Karen Simonyan & Andrew Zisserman, "Very Deep Convolutional Networks for Large-Scale Image Recognition."

Four kinds of layers:

- Convolutional
- Max-pooling
- Fully Connected
- Soft-max

- Convolutional Layers

Take a spatial input, produce a spatial output.

\[B \times H \times W \times C \Rightarrow B \times H' \times W' \times C'\]

Can also combine with down-sampling.

\[g[b,y,x,c_2] = \sum_{k_y}\sum_{k_x}\sum_{c_1} f[b,y~s+k_y,x~s+k_x,c_1]k[k_y,k_x,c_1,c_2]\]

Here, \(s\) is stride.

- PSET 5 asks you to implement 'valid convolution'
- But often combined with padding (just like in regular convolution)

**Question**: Input activation is \(B\times H\times W\times C_1\), and I convolve it with a kernel of size \(K\times K\times C_1 \times C_2\), what is the size of my output ? Assume 'valid' convolution.

\[B \times (H-K+1) \times (W-K+1) \times C_2\]

**Question**: What if I do this with a stride of 2 ?

Downsample above by \(2\). Think of what happens when sizes are even or odd.

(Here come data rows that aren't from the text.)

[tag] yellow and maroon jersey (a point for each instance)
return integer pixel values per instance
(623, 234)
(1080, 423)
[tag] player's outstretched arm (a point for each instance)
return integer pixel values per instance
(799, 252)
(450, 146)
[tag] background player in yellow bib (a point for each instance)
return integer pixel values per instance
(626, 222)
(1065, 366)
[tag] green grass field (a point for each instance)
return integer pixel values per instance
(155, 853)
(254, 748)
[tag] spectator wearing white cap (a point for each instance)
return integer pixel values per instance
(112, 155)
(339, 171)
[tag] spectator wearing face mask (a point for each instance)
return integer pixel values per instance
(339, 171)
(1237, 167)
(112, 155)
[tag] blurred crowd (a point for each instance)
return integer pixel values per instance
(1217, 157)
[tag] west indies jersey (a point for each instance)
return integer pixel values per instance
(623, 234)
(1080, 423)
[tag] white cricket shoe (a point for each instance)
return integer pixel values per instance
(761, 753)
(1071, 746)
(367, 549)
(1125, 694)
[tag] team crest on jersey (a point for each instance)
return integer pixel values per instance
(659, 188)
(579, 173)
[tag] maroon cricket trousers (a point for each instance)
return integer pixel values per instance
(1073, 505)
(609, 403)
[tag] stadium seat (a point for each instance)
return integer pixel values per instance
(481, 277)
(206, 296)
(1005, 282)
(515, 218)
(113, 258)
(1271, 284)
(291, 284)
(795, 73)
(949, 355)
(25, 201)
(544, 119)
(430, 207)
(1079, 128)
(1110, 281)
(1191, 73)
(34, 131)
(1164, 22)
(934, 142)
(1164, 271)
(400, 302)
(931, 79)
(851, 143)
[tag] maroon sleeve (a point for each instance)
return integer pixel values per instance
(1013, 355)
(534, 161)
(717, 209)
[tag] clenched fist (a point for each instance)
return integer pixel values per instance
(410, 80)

\[B \times \lfloor (H-K)/2 \rfloor + 1 \times \lfloor (W-K)/2 \rfloor + 1 \times C_2\]

In general, you want to pad such that \(H-K\) and \(W-K\) are even, so that you keep the right and bottom edge of your images.

**Max-Pooling Layer**

\[B \times H \times W \times C \Rightarrow B \times H' \times W' \times C\]

\[g[b,y,x,c] = \max_{k_y,k_x} f[b,y~s+k_y,x~s+k_x,c_1]\]

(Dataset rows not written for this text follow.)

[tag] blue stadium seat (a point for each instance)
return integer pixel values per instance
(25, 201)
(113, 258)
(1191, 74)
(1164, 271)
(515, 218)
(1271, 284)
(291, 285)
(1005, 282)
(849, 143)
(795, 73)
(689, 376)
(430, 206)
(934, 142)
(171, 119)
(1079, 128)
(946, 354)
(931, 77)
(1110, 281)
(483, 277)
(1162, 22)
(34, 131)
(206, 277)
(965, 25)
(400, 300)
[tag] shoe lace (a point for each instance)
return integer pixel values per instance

For each channel, choose the maximum value in a spatial neighborhood.

- What will the gradients of this look like ?

- Motivated by intuition from traditional object recognition (deformable part models). Allows for some 'slack' in exact spatial location.

**VGG-16**

Input is a 224x224x3 Image

- Block 1
- 3x3 Conv (Pad 1): 3->64 + RELU (*pad 1 means on all sides, all conv layers have a "bias")

Input is a 224x224x3 Image - Block 1 - 3x3 Conv (Pad 1): 3->64 + RELU - 3x3 Conv (Pad 1): 64->64 + RELU - 2x2 Max-Pool (Pad 0, Stride 2): 64->64 Input to Block 2 is 112x112x64 (called pool1) - Block 2 - 3x3 Conv (Pad 1): 64->128 + RELU - 3x3 Conv (Pad 1): 128->128 + RELU - 2x2 Max-Pool (Pad 0, Stride 2): 128->128 Input to Block 3 is 56x56x128 (called pool2) - Block 3 - 3x3 Conv (Pad 1): 128->256 + RELU - 3x3 Conv (Pad 1): 256->256 + RELU - 3x3 Conv (Pad 1): 256->256 + RELU - 2x2 Max-Pool (Pad 0, Stride 2): 256->256 Input to Block 4 is 28x28x256 (called pool3) - Block 4 - 3x3 Conv (Pad 1): 256->512 + RELU - 3x3 Conv (Pad 1): 512->512 + RELU - 3x3 Conv (Pad 1): 512->512 + RELU - 2x2 Max-Pool (Pad 0, Stride 2): 512->512 Input to Block 5 is 14x14x512 (called pool4) - Block 5 - 3x3 Conv (Pad 1): 512->512 + RELU - 3x3 Conv (Pad 1): 512->512 + RELU - 3x3 Conv (Pad 1): 512->512 + RELU - 2x2 Max-Pool (Pad 0, Stride 2): 512->512 Output of Block 5 is 7x7x512 (called pool5)

Output of Block 5 is 7x7x512 (called pool5) - Reshape to a (49*512=25088) dimensional vector (or $B\times 25088$) - Fully connected (matmul + bias) 25088 -> 4096 + RELU - Fully connected (matmul + bias) 4096 -> 4096 + RELU - Fully connected (matmul + bias) 4096 -> 1000

This is the final output that is trained with a softmax + cross entropy.

- Lots of layers: 138 Million Parameters
- Compared to previous architectures, used really small conv filters.
- This has now become standard.
- Two 3x3 layers is "better" than a single 5x5 layer.
- More non-linear
- Fewer independent weights

- Train this with backprop !
- Back in the day, would take a week or more.